Sometimes I need to import large spreadsheets into MySQL. The easy way would be to assume all fields are varchar, but then the database would lose features such as ordering by a numeric field. The hard way would be to manually determine the type of each field to define the schema.
That doesn’t sound much fun so I created the below solution to automatically define a spreadsheet schema by analyzing determine So to address csv2mysql.py automatically parses a CSV file, creates MySQL table with appropriate field types, and then writes CSV data to the table.
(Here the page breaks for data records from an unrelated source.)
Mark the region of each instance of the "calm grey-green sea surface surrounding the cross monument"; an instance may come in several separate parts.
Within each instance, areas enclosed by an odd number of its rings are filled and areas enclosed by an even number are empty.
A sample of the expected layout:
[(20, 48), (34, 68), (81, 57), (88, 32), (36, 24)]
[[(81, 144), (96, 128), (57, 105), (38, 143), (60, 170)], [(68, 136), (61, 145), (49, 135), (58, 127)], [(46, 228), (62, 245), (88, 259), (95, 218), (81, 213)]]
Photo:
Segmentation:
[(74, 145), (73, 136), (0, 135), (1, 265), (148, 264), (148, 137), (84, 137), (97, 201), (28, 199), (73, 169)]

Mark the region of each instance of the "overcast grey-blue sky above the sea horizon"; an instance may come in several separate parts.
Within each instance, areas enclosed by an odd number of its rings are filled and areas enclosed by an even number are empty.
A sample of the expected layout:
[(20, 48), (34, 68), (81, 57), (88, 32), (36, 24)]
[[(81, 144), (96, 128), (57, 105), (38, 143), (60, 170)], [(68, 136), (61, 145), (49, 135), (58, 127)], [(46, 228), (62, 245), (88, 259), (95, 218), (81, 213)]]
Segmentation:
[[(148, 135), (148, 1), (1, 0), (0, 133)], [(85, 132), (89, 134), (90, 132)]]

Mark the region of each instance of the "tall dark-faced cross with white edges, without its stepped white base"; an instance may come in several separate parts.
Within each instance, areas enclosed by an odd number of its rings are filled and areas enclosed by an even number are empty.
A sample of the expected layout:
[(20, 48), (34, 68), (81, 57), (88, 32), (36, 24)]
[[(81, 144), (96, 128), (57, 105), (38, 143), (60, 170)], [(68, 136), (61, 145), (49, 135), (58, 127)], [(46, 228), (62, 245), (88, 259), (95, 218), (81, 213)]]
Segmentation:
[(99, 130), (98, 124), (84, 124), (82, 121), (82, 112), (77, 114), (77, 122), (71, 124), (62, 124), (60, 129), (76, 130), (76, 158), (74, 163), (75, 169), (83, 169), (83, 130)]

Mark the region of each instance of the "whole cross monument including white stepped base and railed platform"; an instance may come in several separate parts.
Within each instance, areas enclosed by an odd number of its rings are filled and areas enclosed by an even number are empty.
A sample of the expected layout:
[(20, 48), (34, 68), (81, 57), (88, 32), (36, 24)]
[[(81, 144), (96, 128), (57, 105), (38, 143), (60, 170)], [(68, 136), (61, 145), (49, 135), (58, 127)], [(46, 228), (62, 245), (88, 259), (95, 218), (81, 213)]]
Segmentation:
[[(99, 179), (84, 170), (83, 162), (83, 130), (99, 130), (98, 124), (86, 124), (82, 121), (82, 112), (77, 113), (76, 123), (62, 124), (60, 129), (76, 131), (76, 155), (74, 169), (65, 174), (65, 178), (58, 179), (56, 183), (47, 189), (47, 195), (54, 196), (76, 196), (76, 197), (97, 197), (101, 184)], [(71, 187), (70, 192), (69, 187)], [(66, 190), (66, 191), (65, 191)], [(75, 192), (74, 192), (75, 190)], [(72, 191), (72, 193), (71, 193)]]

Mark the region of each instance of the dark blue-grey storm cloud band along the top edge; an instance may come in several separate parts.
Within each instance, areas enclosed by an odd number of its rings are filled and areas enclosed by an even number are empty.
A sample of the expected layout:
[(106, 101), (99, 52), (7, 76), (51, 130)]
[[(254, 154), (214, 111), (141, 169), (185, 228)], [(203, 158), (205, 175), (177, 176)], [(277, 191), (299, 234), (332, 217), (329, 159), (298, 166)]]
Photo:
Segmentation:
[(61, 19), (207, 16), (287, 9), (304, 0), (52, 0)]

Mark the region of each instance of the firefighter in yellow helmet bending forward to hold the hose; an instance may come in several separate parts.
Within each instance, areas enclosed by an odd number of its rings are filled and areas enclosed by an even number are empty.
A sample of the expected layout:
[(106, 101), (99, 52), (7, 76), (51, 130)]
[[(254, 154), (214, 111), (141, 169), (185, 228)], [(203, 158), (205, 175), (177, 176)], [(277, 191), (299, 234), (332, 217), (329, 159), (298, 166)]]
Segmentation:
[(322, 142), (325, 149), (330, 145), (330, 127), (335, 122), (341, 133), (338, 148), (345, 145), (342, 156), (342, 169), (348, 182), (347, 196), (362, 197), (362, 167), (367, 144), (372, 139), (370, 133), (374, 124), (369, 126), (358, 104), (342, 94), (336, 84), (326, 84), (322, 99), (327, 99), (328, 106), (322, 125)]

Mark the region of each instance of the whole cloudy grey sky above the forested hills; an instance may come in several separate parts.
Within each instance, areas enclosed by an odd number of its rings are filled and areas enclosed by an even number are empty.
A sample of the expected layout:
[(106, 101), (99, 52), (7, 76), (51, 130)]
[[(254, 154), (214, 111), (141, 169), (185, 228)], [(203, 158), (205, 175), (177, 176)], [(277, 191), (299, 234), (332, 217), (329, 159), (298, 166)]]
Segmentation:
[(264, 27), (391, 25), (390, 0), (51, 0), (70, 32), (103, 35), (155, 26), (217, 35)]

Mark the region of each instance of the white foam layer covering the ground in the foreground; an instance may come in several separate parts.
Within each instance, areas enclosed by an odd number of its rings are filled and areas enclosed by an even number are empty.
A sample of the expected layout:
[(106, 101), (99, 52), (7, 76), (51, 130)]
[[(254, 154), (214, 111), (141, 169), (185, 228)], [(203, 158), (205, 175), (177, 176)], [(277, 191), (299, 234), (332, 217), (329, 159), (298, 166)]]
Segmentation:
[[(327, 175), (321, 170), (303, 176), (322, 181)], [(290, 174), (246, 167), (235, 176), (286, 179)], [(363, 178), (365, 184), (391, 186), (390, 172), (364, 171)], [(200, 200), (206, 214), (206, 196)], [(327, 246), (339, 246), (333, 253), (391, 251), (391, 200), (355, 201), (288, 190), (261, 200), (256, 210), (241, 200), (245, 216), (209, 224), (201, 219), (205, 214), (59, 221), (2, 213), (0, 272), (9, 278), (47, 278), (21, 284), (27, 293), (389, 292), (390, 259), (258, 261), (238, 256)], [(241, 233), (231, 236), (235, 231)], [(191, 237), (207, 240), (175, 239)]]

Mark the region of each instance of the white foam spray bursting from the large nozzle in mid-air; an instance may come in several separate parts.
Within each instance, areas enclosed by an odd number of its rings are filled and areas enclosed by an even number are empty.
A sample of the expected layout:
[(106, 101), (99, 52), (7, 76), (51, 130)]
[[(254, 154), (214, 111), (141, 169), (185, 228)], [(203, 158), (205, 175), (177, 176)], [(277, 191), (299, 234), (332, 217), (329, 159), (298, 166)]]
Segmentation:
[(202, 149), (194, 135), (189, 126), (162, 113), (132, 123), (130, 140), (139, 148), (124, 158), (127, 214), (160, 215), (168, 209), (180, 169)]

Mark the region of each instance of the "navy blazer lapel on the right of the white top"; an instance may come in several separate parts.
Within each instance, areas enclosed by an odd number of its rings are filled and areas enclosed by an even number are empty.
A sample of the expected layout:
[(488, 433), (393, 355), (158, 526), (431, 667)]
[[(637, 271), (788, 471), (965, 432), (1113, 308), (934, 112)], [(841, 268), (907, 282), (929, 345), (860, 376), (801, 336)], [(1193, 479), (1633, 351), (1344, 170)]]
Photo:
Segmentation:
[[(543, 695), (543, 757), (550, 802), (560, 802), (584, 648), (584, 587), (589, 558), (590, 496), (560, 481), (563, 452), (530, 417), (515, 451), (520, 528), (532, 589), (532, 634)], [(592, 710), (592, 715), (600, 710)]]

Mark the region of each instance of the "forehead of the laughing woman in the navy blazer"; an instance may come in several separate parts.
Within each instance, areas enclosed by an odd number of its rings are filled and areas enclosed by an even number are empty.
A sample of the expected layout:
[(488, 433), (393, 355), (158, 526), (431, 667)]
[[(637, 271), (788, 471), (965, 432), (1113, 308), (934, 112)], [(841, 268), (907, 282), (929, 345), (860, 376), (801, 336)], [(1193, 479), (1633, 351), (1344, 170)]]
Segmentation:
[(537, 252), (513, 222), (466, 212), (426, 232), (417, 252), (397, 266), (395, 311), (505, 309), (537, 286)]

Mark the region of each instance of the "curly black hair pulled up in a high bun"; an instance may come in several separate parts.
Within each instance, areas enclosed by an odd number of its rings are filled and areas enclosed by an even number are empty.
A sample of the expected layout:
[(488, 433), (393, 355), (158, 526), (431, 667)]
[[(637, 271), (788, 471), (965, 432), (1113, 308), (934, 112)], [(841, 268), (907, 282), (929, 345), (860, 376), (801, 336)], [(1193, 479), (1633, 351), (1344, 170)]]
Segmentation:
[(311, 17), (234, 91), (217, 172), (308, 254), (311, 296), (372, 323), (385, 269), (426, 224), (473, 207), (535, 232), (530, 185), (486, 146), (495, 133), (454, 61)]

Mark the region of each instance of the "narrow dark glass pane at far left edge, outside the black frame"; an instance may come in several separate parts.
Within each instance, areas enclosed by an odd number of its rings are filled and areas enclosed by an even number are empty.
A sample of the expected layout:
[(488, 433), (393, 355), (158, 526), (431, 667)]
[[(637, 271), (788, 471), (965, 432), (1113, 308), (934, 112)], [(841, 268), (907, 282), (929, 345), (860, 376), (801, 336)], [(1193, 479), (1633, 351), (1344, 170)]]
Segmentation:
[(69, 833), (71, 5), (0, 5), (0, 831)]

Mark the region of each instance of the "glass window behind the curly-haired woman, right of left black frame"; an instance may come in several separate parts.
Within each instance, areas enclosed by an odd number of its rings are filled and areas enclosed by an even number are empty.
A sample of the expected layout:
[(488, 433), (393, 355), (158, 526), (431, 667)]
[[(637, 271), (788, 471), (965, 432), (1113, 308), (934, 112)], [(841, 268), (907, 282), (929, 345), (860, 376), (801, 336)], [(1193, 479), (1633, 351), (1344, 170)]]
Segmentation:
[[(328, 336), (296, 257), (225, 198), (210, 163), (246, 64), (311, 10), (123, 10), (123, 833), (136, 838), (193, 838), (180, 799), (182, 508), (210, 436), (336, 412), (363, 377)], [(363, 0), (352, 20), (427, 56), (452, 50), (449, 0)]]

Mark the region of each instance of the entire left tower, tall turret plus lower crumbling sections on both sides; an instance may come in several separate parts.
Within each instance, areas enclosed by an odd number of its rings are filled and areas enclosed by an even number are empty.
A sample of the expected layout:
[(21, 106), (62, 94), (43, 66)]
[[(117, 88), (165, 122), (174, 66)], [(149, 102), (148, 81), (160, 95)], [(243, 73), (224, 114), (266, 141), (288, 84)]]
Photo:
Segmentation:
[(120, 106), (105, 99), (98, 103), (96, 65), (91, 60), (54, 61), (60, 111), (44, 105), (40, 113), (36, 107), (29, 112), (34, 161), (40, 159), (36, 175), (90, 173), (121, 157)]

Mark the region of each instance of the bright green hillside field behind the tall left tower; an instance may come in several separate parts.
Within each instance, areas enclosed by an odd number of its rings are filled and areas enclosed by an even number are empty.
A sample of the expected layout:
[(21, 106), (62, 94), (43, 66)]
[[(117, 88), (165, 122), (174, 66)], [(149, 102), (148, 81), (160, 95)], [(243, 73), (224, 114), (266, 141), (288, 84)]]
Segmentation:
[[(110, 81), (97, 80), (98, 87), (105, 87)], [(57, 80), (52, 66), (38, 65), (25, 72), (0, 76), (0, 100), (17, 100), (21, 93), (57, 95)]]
Here is an example spreadsheet:
Name Age Height DOB Active
John 29 180.3 1980-11-20 12:30:20
Sarah 25 174.5 1990-01-01 07:12:32
Peter 45 156.4 1965-05-02 23:09:33
Now run the importing script:
$ python csv2mysql.py --user=root --database=test --table=test test.csv
Importing `test.csv' into MySQL database `test.test'
Analyzing column types ...
['varchar(255)', 'integer', 'double', 'date', 'time']
Inserting rows ...
Committing rows to database ...
Done!
And check the results in MySQL:
$ mysql -uroot -p test
mysql> describe test;
+--------+--------------+------+-----+---------+----------------+
| Field | Type | Null | Key | Default | Extra |
+--------+--------------+------+-----+---------+----------------+
| id | int(11) | NO | PRI | NULL | auto_increment |
| name | varchar(255) | YES | | NULL | |
| age | int(11) | YES | | NULL | |
| height | double | YES | | NULL | |
| dob | date | YES | | NULL | |
| active | time | YES | | NULL | |
+--------+--------------+------+-----+---------+----------------+
6 rows in set (0.01 sec)
mysql> SELECT * FROM test;
+----+-------+------+--------+------------+----------+
| id | name | age | height | dob | time |
+----+-------+------+--------+------------+----------+
| 1 | John | 29 | 180.3 | 30-10-1980 | 12:30:20 |
| 2 | Sarah | 25 | 174.5 | 01-01-1990 | 07:12:32 |
| 3 | Peter | 45 | 156.4 | 22-05-1965 | 23:09:33 |
+----+-------+------+--------+------------+----------+
3 rows in set (0.00 sec)
As you can see above the name has been stored as a varchar, age as an int, height as a double, dob as a date, and active as a time type.
The source code is available on github.